Veintitrés jóvenes fallecen en los ritos de circuncisión sudafricanos

Al menos 23 jóvenes, varios de ellos menores de edad, fallecieron en el sureste de Sudáfrica durante los ritos de circuncisión tradicionales que marcan el paso a la edad adulta, según las informaciones de diversas fuentes oficiales.

“Son 23, y el número sigue subiendo cada día”, declaró Mamkeli Ngam, portavoz del Departamento de Asuntos Tradicionales de la provincia del Cabo Oriental, la región que todos los años se convierte en el foco del problema. “Quien incumpla la ley debe ser capturado y arrestado. Ahora tenemos ya más de una veintena”, señaló Ngam.

A su vez, el portavoz remarcó que las autoridades locales y las ONG trabajan para intentar garantizar la atención médica necesaria para practicar estos rituales de manera segura, pero admitió que, pese a los esfuerzos, las cifras no sólo no se han reducido, sino que este año ya superan los fallecimientos de 2018. 

Estos ritos de iniciación son una práctica tradicional de numerosas comunidades africanas, que marca, para los varones, la transición de la niñez a la edad adulta. Según la zona en que se practiquen, los detalles de estos rituales suelen variar, pero normalmente incluyen la circuncisión de los adolescentes, que están obligados a sobrevivir a la intemperie con sus mentores sin atención médica, comida ni ropa.

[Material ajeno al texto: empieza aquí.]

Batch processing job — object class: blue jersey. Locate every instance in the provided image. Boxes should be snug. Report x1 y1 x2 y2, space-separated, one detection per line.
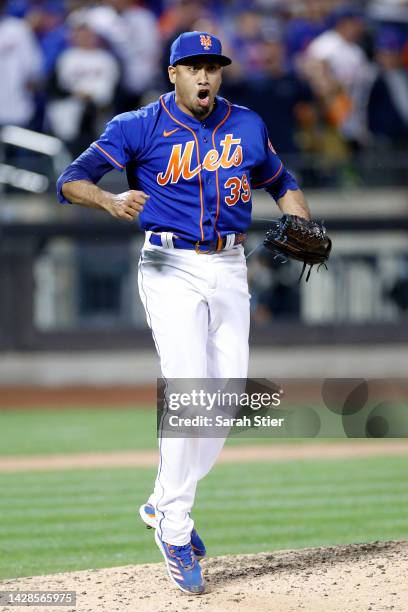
91 92 290 241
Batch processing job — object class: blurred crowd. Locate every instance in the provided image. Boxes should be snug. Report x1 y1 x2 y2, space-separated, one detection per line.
0 0 408 185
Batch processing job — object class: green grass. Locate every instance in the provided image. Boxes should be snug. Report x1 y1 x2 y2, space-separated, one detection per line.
0 457 408 578
0 408 157 455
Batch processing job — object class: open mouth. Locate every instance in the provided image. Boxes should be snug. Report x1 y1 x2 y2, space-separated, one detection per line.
197 89 210 108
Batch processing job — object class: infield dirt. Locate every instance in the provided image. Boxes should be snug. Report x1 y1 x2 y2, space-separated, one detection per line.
0 541 408 612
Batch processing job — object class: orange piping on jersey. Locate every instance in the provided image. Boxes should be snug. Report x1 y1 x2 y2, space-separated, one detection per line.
212 100 231 246
253 162 283 188
160 96 204 240
163 128 180 138
94 142 125 168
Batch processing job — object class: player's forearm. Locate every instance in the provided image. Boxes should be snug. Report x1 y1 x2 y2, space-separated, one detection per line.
277 189 311 219
61 180 114 212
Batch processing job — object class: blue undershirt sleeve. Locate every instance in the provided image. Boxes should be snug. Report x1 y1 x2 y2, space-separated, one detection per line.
57 146 113 204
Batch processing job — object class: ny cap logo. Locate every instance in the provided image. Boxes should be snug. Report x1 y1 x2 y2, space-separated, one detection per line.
200 34 212 51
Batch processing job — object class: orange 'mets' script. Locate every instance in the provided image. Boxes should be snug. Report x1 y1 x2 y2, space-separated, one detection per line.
156 134 243 186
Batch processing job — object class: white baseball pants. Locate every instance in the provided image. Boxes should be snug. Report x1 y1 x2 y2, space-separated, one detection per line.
139 233 250 546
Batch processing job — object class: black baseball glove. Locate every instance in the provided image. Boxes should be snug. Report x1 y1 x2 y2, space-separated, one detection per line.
263 215 332 282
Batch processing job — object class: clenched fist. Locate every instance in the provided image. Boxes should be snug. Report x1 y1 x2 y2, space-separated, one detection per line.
106 189 150 221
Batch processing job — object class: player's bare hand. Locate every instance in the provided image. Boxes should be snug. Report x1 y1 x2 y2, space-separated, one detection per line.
107 189 150 221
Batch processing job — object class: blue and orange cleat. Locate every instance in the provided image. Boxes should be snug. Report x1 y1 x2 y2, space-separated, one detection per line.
154 529 205 595
139 504 206 561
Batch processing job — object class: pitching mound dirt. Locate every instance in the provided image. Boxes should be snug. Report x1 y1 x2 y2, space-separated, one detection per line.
0 541 408 612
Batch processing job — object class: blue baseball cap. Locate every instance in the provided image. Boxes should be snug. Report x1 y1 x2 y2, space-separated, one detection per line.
170 32 231 66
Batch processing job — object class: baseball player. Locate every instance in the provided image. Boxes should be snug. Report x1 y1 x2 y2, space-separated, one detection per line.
58 32 310 594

La mayoría de los fallecimientos se producen cada año por deshidratación, debido a la creencia de que no deben beber agua, y a la falta de atención sanitaria. En Sudáfrica, los jóvenes pasan un mes al aire libre y la temporada de iniciaciones en bianual, con una opción en invierno y otra en verano.

Las ceremonias se practican en lugares llamados “escuelas de iniciación”, algunas de ellas reconocidas legalmente, y otras sin homologar, por las que pasan cada año miles de jóvenes sudafricanos. Aunque las autoridades piden a las familias que los jóvenes no participen en estas prácticas siendo menores, se trata de un asunto de gran sensibilidad social que queda en manos de los líderes espirituales y los padres.

Pese a que las ceremonias son consideradas una parte esencial de la cultura africana por muchos, las organizaciones de protección de la infancia denuncian habitualmente el trato inhumano que soportan los adolescentes para convertirse en adultos respetados por su comunidad.